Leveraging KVIs can improve shoppers’ value perception of you, drive extra trips into the store and ultimately win a greater share of wallet. For retailers and manufacturers looking to make KVIs their compass, three steps can help drive results:

  • Evaluating which products are most important to the shopper;
  • Determining the value perception they help drive; and
  • Getting the prices right on that 5 % of items within the total store or within your portfolio.

ADJUST UPCS THAT ARE PRICE INSENSITIVE AND UNDERPRICED

In our study, we also saw that 32% of all items were price insensitive and underpriced versus where they should be, meaning that shoppers were not as attuned to price or willing to purchase the product regardless of cost. Given this information, we believe the best way to get the price right on the 5% of items that drive value perception is to shift dollars from products where price isn’t as important to KVIs.

The first step is to identify the price insensitive products within your store or portfolio that are underpriced versus their benchmark. Next, use your underpriced UPCs to invest in your overpriced KVIs to win on price with the items that matter to shoppers and drive profitability.

THINK BIG ON PRICE: FIND THE RIGHT GAP BETWEEN ITEMS

In thinking about price changes, it’s important to not just look at these adjustments from an item perspective but also in the context of portfolios and categories. Many times we see that:

  • 59% of items are priced too aggressively between private labels and branded equivalents.
  • For 33% of items, the value proposition between the private-label and branded products is priced in-line and maximizes overall category sales.
  • One in 10 private-label products isn’t priced aggressively enough to drive shoppers’ willingness to trade between the two and grow overall category sales.
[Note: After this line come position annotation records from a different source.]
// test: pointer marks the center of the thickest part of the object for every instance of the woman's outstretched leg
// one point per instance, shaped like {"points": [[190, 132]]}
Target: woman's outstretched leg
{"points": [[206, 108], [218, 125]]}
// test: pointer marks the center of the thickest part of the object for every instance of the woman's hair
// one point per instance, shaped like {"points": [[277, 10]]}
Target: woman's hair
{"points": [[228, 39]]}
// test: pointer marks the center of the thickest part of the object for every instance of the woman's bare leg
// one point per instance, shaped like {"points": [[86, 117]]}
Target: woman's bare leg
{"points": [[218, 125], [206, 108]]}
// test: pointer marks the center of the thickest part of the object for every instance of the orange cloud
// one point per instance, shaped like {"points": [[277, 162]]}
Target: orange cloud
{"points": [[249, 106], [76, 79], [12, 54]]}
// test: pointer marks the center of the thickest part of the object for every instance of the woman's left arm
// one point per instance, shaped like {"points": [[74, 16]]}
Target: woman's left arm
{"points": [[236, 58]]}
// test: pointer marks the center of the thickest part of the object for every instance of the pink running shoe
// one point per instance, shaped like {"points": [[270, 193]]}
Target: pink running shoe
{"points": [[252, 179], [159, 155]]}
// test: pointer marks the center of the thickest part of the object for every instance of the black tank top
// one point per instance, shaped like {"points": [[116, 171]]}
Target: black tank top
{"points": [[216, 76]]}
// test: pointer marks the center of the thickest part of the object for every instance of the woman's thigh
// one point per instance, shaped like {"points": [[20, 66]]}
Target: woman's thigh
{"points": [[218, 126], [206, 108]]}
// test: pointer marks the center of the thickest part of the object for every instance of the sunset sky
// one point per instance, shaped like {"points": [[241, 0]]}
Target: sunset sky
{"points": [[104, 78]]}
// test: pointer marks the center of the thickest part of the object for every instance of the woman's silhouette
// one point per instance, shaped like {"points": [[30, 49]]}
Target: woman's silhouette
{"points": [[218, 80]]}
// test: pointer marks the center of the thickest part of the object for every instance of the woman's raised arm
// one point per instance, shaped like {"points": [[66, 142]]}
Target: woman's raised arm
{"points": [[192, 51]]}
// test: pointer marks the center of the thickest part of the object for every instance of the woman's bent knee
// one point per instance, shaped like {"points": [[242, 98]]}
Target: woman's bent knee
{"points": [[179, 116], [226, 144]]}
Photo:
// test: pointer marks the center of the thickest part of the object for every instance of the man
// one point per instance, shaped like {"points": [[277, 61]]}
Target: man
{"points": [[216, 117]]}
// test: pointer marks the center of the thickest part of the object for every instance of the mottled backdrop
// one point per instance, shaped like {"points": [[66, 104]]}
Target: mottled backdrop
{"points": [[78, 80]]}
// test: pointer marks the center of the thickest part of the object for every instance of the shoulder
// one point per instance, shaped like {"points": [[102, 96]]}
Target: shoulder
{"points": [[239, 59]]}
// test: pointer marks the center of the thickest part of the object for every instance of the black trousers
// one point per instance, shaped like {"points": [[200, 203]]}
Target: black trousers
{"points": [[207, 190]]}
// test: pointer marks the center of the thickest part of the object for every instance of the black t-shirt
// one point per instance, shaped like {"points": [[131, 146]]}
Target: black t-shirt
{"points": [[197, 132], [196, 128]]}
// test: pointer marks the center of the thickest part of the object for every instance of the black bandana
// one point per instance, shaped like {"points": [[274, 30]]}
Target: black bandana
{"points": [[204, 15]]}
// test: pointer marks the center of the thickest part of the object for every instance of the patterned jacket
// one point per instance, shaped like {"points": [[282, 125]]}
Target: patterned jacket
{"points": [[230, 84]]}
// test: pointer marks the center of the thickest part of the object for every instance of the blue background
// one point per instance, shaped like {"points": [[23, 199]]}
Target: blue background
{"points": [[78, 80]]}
Retailers, for example, can look at their portfolio and try to understand the price gaps between items, such as private-label and national brand offerings. Consider what value each item brings to the marketplace versus the alternative, and then choose the value that maximizes total combined margin or volume. Doing so can help support better pricing strategies.

IMPLEMENT AN OPTIMAL PRICING STRATEGY

On a tactical level, being strategic in how you deploy price is critical. There are many levers around deploying price, with the two biggest being the everyday shelf price and the promoted price.

We’ve developed a simple framework to help marketers understand how to build more effective pricing strategies.

Four strategies for effective pricing

Two points stand out on this chart:

  1. As an industry, many deep promotions on products aren’t impacting the bottom line. But moving high-deep items to the high-shallow bucket could help balance pricing strategies.
  2. It’s important to pay attention to everyday low price (EDLP) products. By understanding when demand is larger for products in the EDLP bucket, retailers and manufacturers can use this demand to capture more share of category.

DEDICATE CIRCULAR AND DISPLAY SPACE FOR THE MOST RESPONSIVE ITEMS

When it comes to promotions, remember that physical in-store space to communicate with shoppers is limited. And companies are giving far too much support to items that aren’t returning the favour:

  • 48% of UPCs receive feature support at some point throughout the year, but only 22% of them respond to this support.
  • From a display perspective, 75% of items receive display support, but only 28% of items are responsive enough to justify that support.

Be thoughtful about the items you feature and put on display by focusing on the ones that drive additional trips and grow baskets. Circulars should focus on driving traffic to the store, while displays should help shoppers build baskets and increase rings in the store.

ARE YOU READY TO PRICE FOR PROFIT?

This all nets down to three big ideas:

  • Win on price with shoppers by investing in KVIs.
  • Ensure proper pricing strategies across all items.
  • Reallocate support to the most responsive items.

These ideas, paired with regular measurement against targets every week, provide a reliable framework that you can use to quickly price items for maximum revenue and profit.